On September 29, 2004 and October 4, 2004, SpaceDev's hybrid propulsion technology helped propel SpaceShipOne into space flight history as the craft garnered the $10 Million Ansari X Prize, a contest created to stimulate the development of the private sector human space flight industry. SpaceDev provided several critical components and the hybrid rocket technology for the craft's motor, including igniter, injector and main operating valve, which successfully performed as expected and powered SpaceShipOne on its historic manned flight. SpaceShipOne exceeded the altitude requirement on both scheduled flights as required by the Ansari X Prize competition. The hybrid propulsion system burned full duration and pilot Brian Binnie steered SpaceShipOne high above the Mojave, California desert to a height of 367,442 feet altitude (69.5 miles), which far exceeded the required 328,000 feet altitude - a sky-high goal required by the X Prize Foundation of St. Louis, Missouri.

SpaceDev, Inc., including wholly-owned active subsidiary, Starsys, Inc., which was acquired by SpaceDevs on January 31, 2006, is engaged in the conception, design, development, manufacture, integration, sale and operation of space technology systems, subsystems, products and services, as well as the design, manufacture, and sale of mechanical and electromechanical subsystems and components for spacecraft. We are currently focused on the commercial and military development of low-cost small satellites and related subsystems, hybrid rocket propulsion for space and launch vehicles, subsystems that enable critical spacecraft functions such as pointing solar arrays and communication antennas and restraining, deploying and actuating moving spacecraft components.

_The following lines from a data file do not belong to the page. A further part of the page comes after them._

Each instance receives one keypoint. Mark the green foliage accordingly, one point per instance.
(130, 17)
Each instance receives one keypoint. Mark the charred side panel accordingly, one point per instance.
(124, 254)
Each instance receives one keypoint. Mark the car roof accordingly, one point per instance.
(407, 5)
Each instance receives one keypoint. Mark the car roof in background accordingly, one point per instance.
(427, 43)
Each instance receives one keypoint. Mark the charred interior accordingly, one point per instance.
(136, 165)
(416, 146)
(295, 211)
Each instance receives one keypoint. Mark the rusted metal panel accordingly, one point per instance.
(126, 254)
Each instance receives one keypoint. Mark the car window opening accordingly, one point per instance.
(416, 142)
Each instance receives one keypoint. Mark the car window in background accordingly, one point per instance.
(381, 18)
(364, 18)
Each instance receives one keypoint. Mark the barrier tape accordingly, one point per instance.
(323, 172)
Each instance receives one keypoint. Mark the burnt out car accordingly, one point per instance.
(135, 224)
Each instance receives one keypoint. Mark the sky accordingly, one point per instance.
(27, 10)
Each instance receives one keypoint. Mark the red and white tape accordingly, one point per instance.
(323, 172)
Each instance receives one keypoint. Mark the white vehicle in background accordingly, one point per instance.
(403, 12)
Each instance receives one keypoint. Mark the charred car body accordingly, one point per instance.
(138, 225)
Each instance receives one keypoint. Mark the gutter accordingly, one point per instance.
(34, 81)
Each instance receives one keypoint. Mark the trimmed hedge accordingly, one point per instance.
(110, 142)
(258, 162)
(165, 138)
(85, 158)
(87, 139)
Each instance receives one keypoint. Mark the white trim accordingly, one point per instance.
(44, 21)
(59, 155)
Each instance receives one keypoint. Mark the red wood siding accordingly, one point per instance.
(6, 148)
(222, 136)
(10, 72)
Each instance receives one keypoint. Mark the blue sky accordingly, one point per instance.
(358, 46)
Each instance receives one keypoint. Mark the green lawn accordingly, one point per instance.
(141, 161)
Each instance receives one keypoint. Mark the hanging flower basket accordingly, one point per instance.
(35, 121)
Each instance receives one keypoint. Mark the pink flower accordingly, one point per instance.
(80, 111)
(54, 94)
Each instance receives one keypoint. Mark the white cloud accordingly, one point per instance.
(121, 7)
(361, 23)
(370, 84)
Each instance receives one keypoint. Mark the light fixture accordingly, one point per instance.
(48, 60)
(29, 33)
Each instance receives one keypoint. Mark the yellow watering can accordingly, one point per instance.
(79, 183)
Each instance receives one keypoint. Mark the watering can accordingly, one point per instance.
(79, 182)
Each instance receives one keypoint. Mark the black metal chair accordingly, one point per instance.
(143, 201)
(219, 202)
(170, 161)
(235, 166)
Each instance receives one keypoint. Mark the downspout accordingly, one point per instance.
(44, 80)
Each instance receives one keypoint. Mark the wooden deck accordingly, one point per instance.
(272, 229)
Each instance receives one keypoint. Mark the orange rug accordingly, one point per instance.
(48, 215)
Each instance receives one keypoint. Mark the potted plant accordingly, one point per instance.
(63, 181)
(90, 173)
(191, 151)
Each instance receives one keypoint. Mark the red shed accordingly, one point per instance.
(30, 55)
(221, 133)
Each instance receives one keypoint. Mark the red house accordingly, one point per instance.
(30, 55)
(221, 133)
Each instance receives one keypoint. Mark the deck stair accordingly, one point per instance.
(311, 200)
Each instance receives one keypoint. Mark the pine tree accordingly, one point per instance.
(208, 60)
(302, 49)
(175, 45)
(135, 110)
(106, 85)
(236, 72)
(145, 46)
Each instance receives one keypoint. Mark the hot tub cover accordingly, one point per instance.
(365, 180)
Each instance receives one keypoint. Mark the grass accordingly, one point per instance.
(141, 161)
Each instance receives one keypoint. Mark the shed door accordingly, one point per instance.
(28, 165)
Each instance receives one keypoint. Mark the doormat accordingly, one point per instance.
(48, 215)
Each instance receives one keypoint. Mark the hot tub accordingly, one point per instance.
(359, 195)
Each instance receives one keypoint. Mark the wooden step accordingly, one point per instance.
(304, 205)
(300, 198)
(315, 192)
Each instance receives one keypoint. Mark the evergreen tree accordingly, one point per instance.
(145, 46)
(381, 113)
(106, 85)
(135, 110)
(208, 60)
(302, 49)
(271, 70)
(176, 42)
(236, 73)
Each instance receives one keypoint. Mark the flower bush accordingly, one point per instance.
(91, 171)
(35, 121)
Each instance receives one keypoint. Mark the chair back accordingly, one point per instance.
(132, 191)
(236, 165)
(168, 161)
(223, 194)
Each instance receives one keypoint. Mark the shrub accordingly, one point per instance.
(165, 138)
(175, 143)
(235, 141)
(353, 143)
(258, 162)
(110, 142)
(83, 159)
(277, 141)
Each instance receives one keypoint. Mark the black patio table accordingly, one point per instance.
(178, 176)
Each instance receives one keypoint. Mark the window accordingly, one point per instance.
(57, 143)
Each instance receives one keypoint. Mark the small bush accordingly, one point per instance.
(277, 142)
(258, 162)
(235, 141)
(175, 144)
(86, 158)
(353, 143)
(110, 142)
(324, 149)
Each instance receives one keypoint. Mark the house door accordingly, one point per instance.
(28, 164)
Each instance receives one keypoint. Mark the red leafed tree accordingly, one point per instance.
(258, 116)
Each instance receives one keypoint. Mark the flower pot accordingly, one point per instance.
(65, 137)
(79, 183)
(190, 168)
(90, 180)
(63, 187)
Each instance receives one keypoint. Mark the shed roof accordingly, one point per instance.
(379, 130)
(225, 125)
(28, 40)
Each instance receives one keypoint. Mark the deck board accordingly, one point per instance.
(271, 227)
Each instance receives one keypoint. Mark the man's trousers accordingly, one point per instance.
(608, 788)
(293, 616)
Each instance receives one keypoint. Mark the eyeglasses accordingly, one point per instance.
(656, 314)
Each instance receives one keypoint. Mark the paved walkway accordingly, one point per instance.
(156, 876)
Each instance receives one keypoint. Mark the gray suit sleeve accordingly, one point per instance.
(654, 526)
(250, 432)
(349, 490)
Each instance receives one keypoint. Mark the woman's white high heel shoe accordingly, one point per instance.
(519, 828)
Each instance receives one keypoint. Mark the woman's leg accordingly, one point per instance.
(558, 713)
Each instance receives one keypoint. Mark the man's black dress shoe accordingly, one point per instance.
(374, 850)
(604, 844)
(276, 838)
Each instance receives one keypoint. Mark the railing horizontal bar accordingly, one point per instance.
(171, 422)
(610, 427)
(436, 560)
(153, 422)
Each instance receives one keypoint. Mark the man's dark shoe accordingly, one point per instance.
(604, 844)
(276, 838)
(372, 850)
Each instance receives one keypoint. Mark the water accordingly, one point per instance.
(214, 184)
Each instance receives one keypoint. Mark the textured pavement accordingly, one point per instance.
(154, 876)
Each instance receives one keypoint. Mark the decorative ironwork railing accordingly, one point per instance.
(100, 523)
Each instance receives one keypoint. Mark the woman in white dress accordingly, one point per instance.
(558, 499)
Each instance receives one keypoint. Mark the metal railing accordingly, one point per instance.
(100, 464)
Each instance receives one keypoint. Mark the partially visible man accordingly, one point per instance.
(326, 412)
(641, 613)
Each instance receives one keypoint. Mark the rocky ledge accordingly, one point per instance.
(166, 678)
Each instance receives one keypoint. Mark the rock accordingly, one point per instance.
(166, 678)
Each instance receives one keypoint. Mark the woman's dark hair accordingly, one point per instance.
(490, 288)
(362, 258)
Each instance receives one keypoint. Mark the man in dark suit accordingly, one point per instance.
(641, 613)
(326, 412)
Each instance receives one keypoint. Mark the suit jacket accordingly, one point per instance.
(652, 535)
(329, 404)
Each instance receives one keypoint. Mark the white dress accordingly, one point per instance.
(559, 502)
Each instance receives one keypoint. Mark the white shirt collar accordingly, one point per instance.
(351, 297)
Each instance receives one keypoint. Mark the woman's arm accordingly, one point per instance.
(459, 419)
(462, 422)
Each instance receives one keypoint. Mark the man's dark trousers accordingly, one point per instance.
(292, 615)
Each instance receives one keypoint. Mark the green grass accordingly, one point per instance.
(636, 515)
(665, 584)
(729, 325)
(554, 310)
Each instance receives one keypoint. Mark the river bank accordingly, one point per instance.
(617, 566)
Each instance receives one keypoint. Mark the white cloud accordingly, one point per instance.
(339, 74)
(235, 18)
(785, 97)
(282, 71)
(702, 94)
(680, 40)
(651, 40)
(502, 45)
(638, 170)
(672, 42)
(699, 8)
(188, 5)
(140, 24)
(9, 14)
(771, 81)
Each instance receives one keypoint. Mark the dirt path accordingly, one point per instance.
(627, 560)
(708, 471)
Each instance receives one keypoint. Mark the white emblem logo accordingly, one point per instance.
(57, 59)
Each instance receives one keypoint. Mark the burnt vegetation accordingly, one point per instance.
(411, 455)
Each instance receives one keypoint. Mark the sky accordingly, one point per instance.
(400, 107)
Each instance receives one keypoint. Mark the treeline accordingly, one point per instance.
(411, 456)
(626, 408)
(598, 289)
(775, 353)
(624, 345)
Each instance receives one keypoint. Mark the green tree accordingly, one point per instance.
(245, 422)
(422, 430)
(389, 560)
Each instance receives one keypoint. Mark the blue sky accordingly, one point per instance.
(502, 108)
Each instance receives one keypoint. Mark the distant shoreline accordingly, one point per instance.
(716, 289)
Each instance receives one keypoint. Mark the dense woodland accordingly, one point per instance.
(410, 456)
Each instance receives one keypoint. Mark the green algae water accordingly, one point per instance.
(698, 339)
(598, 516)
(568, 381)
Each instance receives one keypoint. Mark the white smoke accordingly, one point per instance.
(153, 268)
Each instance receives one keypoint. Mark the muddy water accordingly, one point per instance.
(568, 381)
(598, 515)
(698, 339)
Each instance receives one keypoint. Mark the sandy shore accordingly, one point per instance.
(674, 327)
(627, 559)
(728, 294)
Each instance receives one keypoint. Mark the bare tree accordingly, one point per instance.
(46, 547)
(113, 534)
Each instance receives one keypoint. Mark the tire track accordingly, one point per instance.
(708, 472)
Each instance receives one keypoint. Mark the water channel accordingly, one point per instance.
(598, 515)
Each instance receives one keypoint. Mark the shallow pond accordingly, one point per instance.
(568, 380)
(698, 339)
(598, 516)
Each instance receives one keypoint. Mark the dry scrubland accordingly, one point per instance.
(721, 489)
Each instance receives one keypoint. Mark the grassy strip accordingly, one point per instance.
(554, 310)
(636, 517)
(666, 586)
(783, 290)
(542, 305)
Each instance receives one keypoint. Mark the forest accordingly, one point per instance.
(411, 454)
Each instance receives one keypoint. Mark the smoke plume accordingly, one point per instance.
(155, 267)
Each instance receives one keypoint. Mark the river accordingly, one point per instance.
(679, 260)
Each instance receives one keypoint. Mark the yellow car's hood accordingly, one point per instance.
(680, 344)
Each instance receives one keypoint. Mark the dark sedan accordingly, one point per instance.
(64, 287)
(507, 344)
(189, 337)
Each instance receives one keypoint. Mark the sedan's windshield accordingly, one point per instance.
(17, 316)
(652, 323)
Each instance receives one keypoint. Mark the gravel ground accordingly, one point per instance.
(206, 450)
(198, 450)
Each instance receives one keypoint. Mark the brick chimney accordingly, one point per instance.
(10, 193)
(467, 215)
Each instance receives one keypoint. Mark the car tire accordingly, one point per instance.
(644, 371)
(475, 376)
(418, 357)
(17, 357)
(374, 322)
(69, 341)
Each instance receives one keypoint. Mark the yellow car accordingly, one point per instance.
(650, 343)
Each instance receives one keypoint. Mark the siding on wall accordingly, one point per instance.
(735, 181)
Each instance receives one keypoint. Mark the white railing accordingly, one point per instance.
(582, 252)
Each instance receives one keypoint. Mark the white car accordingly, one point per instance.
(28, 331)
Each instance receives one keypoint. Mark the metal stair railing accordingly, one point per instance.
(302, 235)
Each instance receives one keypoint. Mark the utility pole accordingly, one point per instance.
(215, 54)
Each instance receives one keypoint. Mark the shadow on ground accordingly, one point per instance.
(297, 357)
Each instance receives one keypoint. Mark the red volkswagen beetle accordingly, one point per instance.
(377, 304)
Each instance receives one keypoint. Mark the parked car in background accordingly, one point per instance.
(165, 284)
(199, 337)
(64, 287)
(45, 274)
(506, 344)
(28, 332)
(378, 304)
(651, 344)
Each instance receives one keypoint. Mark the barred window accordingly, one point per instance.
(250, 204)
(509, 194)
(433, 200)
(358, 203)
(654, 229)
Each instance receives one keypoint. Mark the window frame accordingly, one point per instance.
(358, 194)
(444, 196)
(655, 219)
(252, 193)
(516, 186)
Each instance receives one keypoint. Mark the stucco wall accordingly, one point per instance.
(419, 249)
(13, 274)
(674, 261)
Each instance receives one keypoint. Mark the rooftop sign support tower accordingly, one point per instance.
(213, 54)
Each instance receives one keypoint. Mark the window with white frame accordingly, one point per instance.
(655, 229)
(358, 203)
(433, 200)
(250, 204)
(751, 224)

The acquisition of Starsys on January 31, 2006 fundamentally changed the SpaceDev profile. Starsys was insolvent at the time of the merger. SpaceDev's historic business had 2005 revenues of approximately $9.0 million and a 2005 profit of approximately $0.5 million. Starsys is a mature operating company with 2005 revenues of approximately $18 million and 2005 losses of approximately $3.4 million. In 2006, SpaceDev and Starsys merged and had combined revenues of approximately $32 million and losses of less than $1.0 million.

During 2006, approximately 89% of our net sales were generated from direct government contracts, and from government-related work through subcontracts with others, while the remaining 11% was generated from commercial contracts. In 2005, approximately 98% of our net sales were generated from direct government contracts and from government-related work through subcontracts with others, while the remaining 2% was generated from commercial contracts. The mix shift was primarily due to our January 2006 acquisition of Starsys.